We do not list settlements where we cannot verify the official filing link, confirm the deadline, or locate the settlement administrator. When in doubt, we wait.
What we don't list
Not every settlement that exists makes it onto the site. We skip listings when:
- The claim period has not opened yet and no filing mechanism exists
- The settlement has not received preliminary court approval
- The eligibility criteria are so narrow that the listing would be misleading for most readers
- We cannot locate or verify an official settlement administrator website
- The settlement terms are still being negotiated or disputed
How we write listings
Each listing is written from scratch based on source documents — not copied from press releases or other aggregator sites. We aim to answer the questions most people actually have: do I qualify, how much could I get, what do I need to provide, and where exactly do I file.

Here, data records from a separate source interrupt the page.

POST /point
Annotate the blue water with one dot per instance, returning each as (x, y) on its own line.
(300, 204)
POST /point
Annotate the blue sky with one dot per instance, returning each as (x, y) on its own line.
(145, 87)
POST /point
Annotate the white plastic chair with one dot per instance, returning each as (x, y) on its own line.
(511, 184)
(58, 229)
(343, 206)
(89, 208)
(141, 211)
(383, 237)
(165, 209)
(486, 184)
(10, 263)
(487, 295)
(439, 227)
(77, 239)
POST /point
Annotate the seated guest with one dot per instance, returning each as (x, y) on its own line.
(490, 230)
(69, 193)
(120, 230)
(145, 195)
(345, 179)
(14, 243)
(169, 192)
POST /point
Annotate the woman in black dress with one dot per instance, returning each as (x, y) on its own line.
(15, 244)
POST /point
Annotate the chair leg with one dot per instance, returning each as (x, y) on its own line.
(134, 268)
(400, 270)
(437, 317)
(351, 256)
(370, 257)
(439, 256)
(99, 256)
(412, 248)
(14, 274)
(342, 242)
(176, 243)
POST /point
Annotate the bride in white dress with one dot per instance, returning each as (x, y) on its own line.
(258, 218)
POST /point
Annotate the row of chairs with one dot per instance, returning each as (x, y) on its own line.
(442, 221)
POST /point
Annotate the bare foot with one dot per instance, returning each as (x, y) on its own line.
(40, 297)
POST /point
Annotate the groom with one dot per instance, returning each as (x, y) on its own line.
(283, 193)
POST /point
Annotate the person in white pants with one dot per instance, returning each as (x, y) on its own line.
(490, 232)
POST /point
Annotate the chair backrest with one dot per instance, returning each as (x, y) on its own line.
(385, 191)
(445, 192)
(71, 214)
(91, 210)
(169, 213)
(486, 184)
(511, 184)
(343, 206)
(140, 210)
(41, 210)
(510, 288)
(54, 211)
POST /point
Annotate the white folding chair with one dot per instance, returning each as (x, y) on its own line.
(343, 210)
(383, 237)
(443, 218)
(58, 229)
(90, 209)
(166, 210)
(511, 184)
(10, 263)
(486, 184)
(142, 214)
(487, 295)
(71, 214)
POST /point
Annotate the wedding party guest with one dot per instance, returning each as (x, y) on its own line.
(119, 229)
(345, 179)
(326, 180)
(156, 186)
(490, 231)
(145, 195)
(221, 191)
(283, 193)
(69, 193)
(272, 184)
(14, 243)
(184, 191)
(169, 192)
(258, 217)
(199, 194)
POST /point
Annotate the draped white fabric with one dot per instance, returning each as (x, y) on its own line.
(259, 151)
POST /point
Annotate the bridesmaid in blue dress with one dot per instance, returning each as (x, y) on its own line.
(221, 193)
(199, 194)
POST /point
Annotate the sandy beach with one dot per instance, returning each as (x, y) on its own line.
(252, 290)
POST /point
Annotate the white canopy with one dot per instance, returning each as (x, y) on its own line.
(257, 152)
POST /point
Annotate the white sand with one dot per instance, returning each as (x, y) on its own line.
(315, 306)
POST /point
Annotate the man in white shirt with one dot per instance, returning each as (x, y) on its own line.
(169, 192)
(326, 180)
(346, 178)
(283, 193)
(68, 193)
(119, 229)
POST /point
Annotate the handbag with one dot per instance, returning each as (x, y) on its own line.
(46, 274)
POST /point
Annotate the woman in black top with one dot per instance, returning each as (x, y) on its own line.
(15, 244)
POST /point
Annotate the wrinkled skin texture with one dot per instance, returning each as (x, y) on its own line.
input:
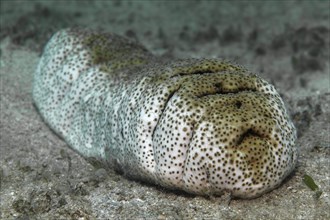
(204, 126)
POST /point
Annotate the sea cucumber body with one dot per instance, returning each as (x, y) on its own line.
(199, 125)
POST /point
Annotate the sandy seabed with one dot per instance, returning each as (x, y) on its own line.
(286, 42)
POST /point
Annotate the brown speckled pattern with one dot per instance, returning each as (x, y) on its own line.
(204, 126)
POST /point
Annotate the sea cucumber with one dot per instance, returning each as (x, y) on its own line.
(204, 126)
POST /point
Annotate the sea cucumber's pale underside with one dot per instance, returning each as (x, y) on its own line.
(204, 126)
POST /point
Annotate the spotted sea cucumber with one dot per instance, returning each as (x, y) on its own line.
(204, 126)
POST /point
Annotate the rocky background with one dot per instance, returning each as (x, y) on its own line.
(286, 42)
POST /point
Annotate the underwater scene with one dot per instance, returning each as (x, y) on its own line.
(155, 109)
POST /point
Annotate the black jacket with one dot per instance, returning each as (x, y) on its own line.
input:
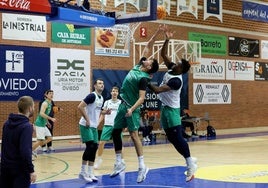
(16, 152)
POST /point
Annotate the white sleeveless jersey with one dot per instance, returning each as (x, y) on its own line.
(170, 98)
(113, 105)
(93, 111)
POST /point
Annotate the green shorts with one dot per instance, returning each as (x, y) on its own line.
(132, 122)
(106, 133)
(88, 134)
(170, 117)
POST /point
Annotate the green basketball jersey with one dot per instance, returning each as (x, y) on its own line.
(40, 121)
(130, 87)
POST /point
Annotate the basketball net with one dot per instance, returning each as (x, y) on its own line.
(132, 27)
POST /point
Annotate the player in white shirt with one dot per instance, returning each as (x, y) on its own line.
(112, 106)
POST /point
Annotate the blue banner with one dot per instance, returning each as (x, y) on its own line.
(255, 11)
(23, 71)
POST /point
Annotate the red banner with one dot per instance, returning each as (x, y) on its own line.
(31, 6)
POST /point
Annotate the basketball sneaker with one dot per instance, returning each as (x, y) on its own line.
(34, 154)
(93, 177)
(118, 167)
(51, 149)
(98, 163)
(142, 174)
(191, 169)
(85, 176)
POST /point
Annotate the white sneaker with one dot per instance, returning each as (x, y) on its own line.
(84, 176)
(142, 174)
(34, 154)
(118, 167)
(191, 169)
(51, 148)
(93, 177)
(98, 163)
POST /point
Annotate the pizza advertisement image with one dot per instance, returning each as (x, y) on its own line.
(113, 41)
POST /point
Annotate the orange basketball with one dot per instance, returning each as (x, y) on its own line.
(161, 12)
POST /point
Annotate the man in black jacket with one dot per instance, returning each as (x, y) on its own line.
(17, 169)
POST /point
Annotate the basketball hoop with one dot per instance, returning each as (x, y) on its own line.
(129, 33)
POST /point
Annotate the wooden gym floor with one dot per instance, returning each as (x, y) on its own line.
(236, 158)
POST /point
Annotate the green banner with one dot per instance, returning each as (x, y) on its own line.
(68, 34)
(210, 43)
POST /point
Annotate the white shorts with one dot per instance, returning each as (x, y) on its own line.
(42, 133)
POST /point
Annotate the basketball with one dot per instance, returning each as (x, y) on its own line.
(161, 12)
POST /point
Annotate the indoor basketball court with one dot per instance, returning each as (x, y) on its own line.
(235, 158)
(229, 160)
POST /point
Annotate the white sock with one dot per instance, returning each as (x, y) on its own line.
(90, 169)
(189, 161)
(141, 162)
(83, 168)
(118, 157)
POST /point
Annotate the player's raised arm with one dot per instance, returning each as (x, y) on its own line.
(167, 60)
(147, 51)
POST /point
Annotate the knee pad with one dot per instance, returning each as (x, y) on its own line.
(117, 139)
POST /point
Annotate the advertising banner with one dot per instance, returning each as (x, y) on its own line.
(190, 6)
(239, 70)
(24, 27)
(68, 34)
(213, 69)
(213, 8)
(113, 41)
(30, 6)
(212, 93)
(70, 74)
(254, 11)
(23, 71)
(261, 71)
(210, 44)
(264, 49)
(244, 47)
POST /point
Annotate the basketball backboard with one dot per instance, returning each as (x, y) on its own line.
(135, 11)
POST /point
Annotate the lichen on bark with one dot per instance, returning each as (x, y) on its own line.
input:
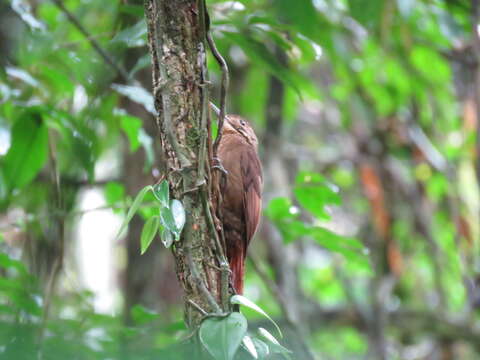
(176, 37)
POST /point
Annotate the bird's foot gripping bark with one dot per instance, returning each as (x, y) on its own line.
(217, 164)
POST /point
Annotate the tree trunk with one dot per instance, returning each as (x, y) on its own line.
(176, 30)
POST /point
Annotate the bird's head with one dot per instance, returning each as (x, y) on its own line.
(235, 123)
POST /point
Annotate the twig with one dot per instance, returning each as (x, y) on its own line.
(200, 284)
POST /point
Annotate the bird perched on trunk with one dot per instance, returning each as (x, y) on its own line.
(242, 192)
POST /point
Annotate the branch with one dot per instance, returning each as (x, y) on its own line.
(108, 59)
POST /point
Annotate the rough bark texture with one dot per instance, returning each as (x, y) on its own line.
(176, 40)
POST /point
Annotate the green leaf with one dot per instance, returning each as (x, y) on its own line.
(137, 94)
(178, 213)
(133, 209)
(114, 193)
(131, 125)
(259, 53)
(242, 300)
(167, 220)
(167, 238)
(280, 208)
(142, 62)
(148, 233)
(28, 151)
(6, 262)
(313, 193)
(366, 12)
(274, 345)
(222, 336)
(162, 193)
(262, 349)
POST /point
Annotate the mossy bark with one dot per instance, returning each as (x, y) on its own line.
(176, 31)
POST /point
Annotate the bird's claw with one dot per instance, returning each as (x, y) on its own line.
(218, 165)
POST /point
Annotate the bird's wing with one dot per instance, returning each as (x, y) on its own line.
(252, 191)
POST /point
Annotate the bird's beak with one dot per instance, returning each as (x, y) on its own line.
(215, 109)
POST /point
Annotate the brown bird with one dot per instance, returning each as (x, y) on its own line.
(242, 192)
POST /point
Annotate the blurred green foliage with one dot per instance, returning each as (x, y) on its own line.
(398, 79)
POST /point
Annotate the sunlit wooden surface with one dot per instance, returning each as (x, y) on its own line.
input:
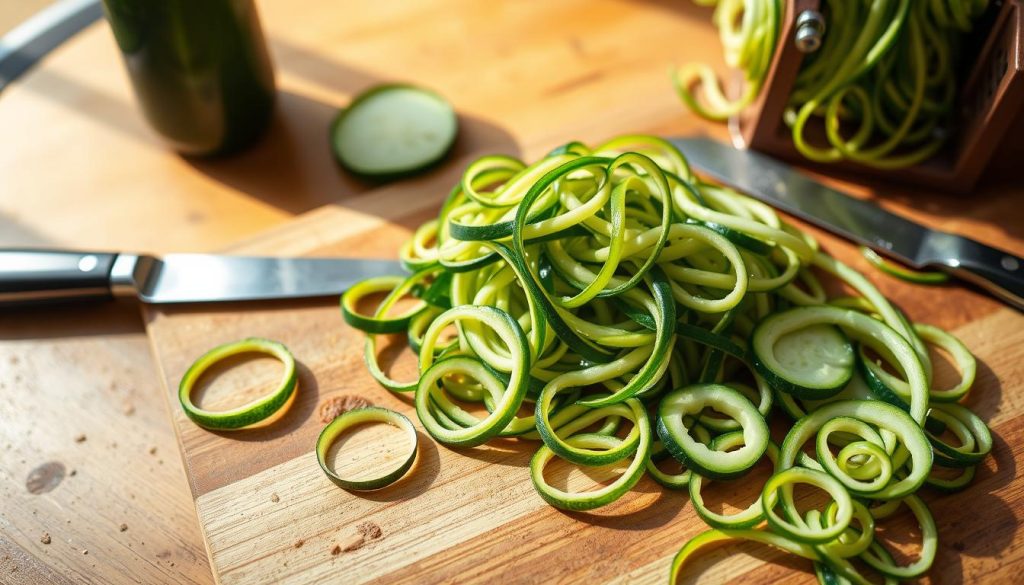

We add plain-English context that the official site often omits: what the lawsuit was actually about, what the company did or allegedly did, and what the practical implications of the settlement are. That original context is part of every guide.
Payout amounts that depend on claim volume are labeled as estimates. Settlements where automatic payments apply without filing are noted clearly. Scam warnings with the official URL are part of our standard listing format.
How we handle updates and corrections
Settlement details change. Deadlines get extended. Eligibility rules shift. Payout estimates change as claim volume comes in. When that happens:
- We update the listing and refresh the "last updated" date shown on every guide page
- Settlements are removed when their deadlines pass or when a settlement collapses
- Deadline extensions are updated as soon as we confirm them from the official source
If you find an error — a wrong deadline, a broken link, an eligibility detail that doesn't match the official site — email us at hello@eosguidehub.com. Corrections to deadline-sensitive information get priority, and we fix confirmed errors as quickly as we can.
What eosguide is not
We are not a law firm, a settlement administrator, or a claims processor. We do not file claims on your behalf, receive any portion of settlement payouts, or have any relationship with the defendants or administrators of the settlements we cover.
Every listing links directly to the official settlement website — the place where you actually read the fine print and file. We exist to cut down the time between "I wonder if I qualify for anything" and "I found the right form and submitted it."
Nothing on this site is legal, financial, or tax advice. For questions about your specific situation, talk with a qualified professional.
Affiliate relationships, if any, do not decide which settlements we cover, how we rank them, or whether a listing appears on the site.